The pump's outlet nipple has a retainer on the end of it that holds the check valve in the
end of the pump. That retainer also serves as a shoulder to prevent the
hose from coming off. If that retainer comes off, that is bad. Most
of the time, that retainer won't stay on if you try to put it back. It
usually comes off and lodges itself in the hose, thus becoming a flow
restrictor. After that, the check valve will probably come out, and your
system won't hold pressure. The best way to avoid all those nightmares is
to cut the rubber cap off the outlet instead of pulling it off. Below is a
photo of a pump with a missing retainer ring. The check valve is that
white piece in the end of that nipple.
- Many GM vehicles, and a few others, have a small can that
attaches to the outlet of the pump. That is a pulse damper. It is designed
to even out the pressure pulses from the fuel pump. Below is a photo of a
typical GM pulse damper. Both ends look like the end that is shown. The
pump pushes into one end and the supply line tubing pushes into the other
end. Notice that there isn't really a way to put a hose clamp on that
connection. That is a source for a leak under high-pressure
conditions. We suggest that you remove any pulse damper and use a piece of
high pressure fuel line and a couple good clamps.
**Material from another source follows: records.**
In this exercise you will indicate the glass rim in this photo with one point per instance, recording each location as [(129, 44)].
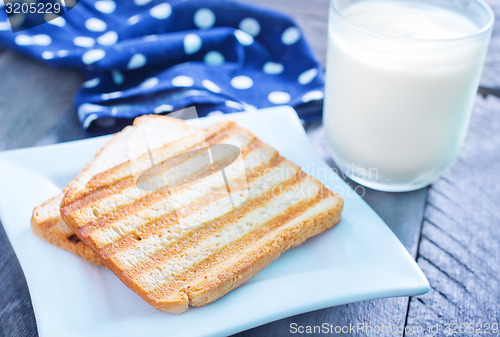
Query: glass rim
[(484, 29)]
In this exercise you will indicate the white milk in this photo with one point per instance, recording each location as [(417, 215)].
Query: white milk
[(396, 104)]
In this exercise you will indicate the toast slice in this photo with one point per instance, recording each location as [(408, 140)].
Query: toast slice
[(197, 237), (46, 221)]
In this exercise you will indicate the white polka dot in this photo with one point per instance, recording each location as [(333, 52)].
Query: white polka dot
[(192, 43), (307, 76), (243, 38), (118, 77), (214, 58), (92, 83), (211, 86), (272, 68), (84, 41), (134, 19), (47, 55), (4, 25), (23, 40), (250, 26), (279, 97), (136, 61), (89, 119), (93, 56), (95, 25), (290, 36), (55, 20), (163, 108), (241, 82), (161, 11), (182, 81), (111, 95), (312, 96), (105, 6), (106, 122), (204, 18), (150, 83), (141, 2), (41, 40), (108, 39), (233, 104), (62, 53)]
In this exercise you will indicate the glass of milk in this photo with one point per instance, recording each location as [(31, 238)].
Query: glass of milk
[(401, 78)]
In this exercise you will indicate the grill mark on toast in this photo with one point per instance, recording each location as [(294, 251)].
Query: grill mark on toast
[(113, 191), (236, 231), (216, 132), (252, 255), (210, 228)]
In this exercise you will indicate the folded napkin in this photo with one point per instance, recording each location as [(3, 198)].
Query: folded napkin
[(147, 56)]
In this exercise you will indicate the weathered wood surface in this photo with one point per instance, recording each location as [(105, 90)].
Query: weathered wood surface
[(460, 247), (459, 244)]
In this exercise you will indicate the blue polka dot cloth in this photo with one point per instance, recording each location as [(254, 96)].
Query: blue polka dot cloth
[(147, 56)]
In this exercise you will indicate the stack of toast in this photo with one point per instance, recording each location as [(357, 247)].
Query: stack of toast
[(179, 216)]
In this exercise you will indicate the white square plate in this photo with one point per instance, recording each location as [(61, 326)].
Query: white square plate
[(359, 259)]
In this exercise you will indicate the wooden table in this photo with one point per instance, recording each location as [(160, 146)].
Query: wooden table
[(451, 228)]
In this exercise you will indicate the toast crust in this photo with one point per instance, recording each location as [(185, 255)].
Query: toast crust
[(139, 236), (46, 221)]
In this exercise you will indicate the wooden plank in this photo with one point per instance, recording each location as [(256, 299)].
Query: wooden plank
[(460, 247), (33, 97), (311, 16)]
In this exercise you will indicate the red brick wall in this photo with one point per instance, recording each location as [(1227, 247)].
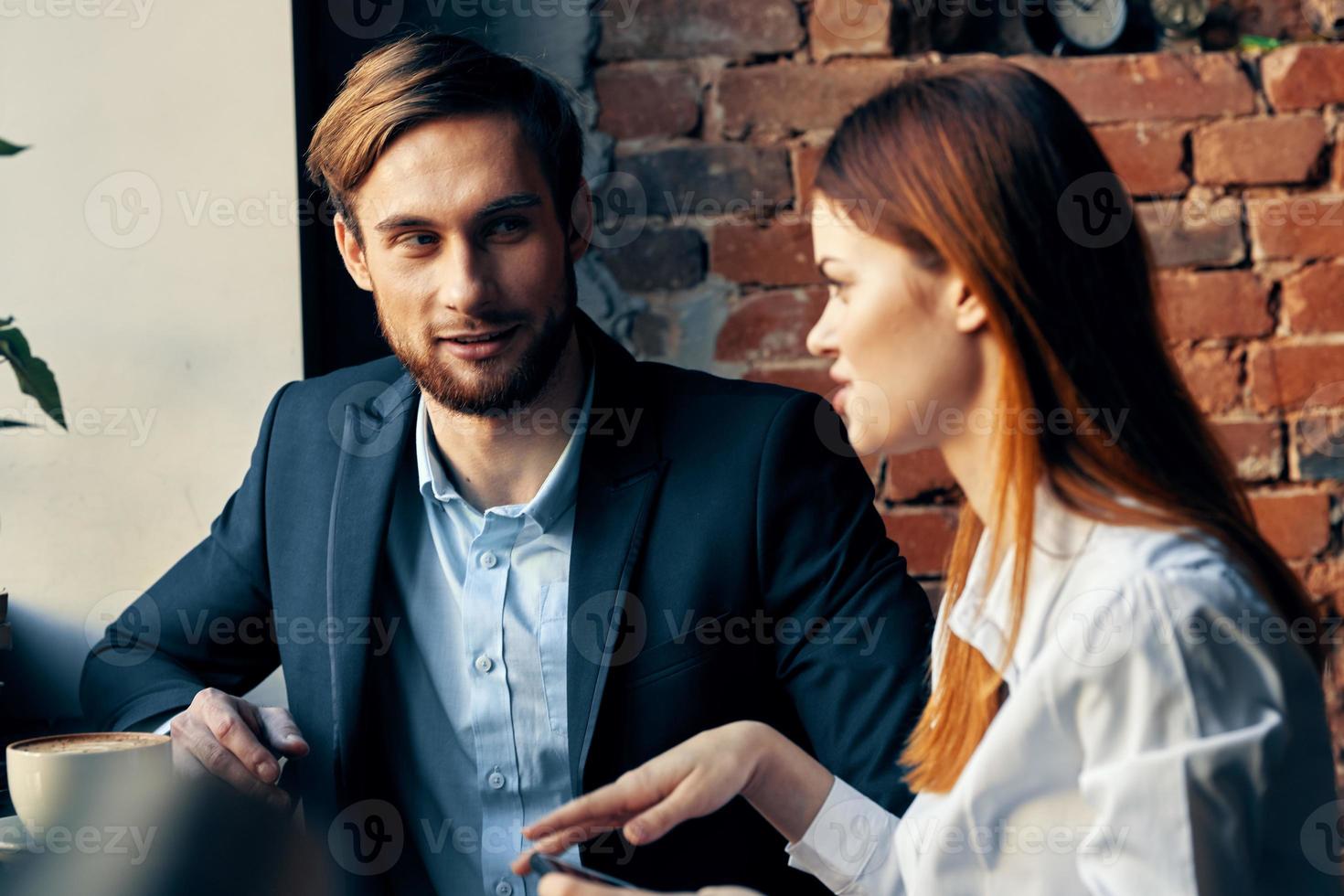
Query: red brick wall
[(1237, 162)]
- Some of the DSM installations have been less than a total success on their first attempt. I have received notes from a couple owners that have experienced a "cutting-out" behavior above 5000 rpm after the install. The problem appears to be the o-ring in the install kit is not fully sealing in the original pump hanger. The union between the pump and the original hanger MUST be VERY snug. If there is any play in that connection, it will leak. If the o-ring in your install kit is not snug, try the o-ring that was with your original pump, or cut off that flared section of the original fuel line and use a short piece of high-pressure fuel hose and clamps.